The attractive ornamentation of scrolling foliage intertwined with animals, birds and hunting scenes was the most venerated style of Indian silverware in the late 19th century. Also aiding the success of the Cutch style were the supportive efforts made by the Raos of Cutch ensuring examples of the region's silverware were displayed in every possible international exhibition.

One of the reasons the Cutch artisans were capable of such intricate detailing was because the high quality of the silver used, usually between 95- 98% silver, meaning that the material was softer and easier to manipulate. Due partly to its geographical closeness, Bombay was the hub for the production, sale and export of Cutch style silverware.

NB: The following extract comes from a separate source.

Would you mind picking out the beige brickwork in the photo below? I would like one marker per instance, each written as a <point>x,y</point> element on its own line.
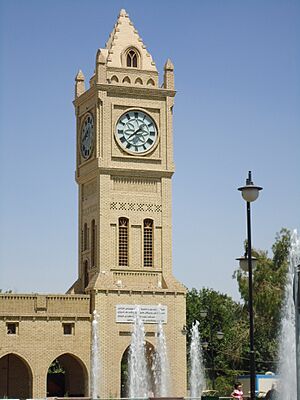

The magnificent silver of Cutch owes much of its popularity to one virtuoso silversmith, Oomersi Mawji, whose grasp of the symbiosis of form and decoration, together with his superlative technique made his work internationally famous and enabled the other Cutch silversmiths to successfully market their wares.

The interest in Cutch designs subsequently flourished in London and many pieces were commissioned by companies such as the London stores Liberty & Co. and Proctor & Co. This exposure to a British clientele ensured the prosperity and popularity of the Cutch style amongst European customers from the late 19th century to the present day.